Ele se ergue feito um poste, senta na cabeceira, e se serve de arroz, feijão, bife, nessa ordem, e sem misturar. Põe um pouquinho de alface e uma fatia de tomate do lado, despeja um fio de azeite, pronto. Não põe sal na salada, nunca pôs, é costume dele desde sei lá quando – essa conta eu cansei de fazer. Começa a comer sem olhar pro meu lado.

Como foi seu dia?, pergunto.

O de sempre, ele responde. Isso, quando está bonzinho, quando não está, sacode os ombros.

A essa altura, meu olho já encheu de lágrimas, mas eu seguro.

Seu irmão telefonou, digo. Perguntou quando você vai lá.

Ele nem tchum.

Disse que tá tudo bem, que sua irmã já saiu do hospital. 

Ele põe o garfo cheio na boca.

Então eu deixo o silêncio ir passando mas não aguento muito temo. O peso de silêncios assim é carga demais pra mim. Dona Tereza teve aqui, eu digo, e trouxe um pedaço de bolo, daqueles de fubá que ela faz pras freguesas. Perguntou se eu tô tomando os remédios, e eu disse que tô, quero melhorar, não quero ficar nesse desânimo, nessa tristeza.

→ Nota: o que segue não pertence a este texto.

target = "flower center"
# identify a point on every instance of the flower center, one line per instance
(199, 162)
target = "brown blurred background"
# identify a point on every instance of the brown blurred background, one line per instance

Ele mastiga o bife de boca aberta.

Ela me perguntou se tô cumprindo as ordens do médico, continuo, engolindo o choro. Eu disse que sim, que não vejo a hora de voltar a sorrir um pouco, ter vontade de sair, de me arrumar, passar batom – lembra aquele batom vermelho forte, acho que se chamava vermelho carmesim, que você gostava? Quando a gente namorava, lembra? Você nem importava se manchasse a gola da camisa.

Então, sabe o que ele faz? Pega um palito do paliteiro, enfia naquela boca de lábios secos, arrasta a cadeira pra trás, e volta pra televisão. Sem falar uma palavra. E assim é todo dia, toda semana, já passou meses mudo, eu marquei. Daí quando eu pego o resto da comida e jogo no chão, espatifo os pratos e avanço pra cima dele com a faca na mão, disposta a arrancar a língua do infeliz pra ver se ela continua no lugar, dizem que eu é que estou ficando louca.

Você não acha que ele faz isso de propósito?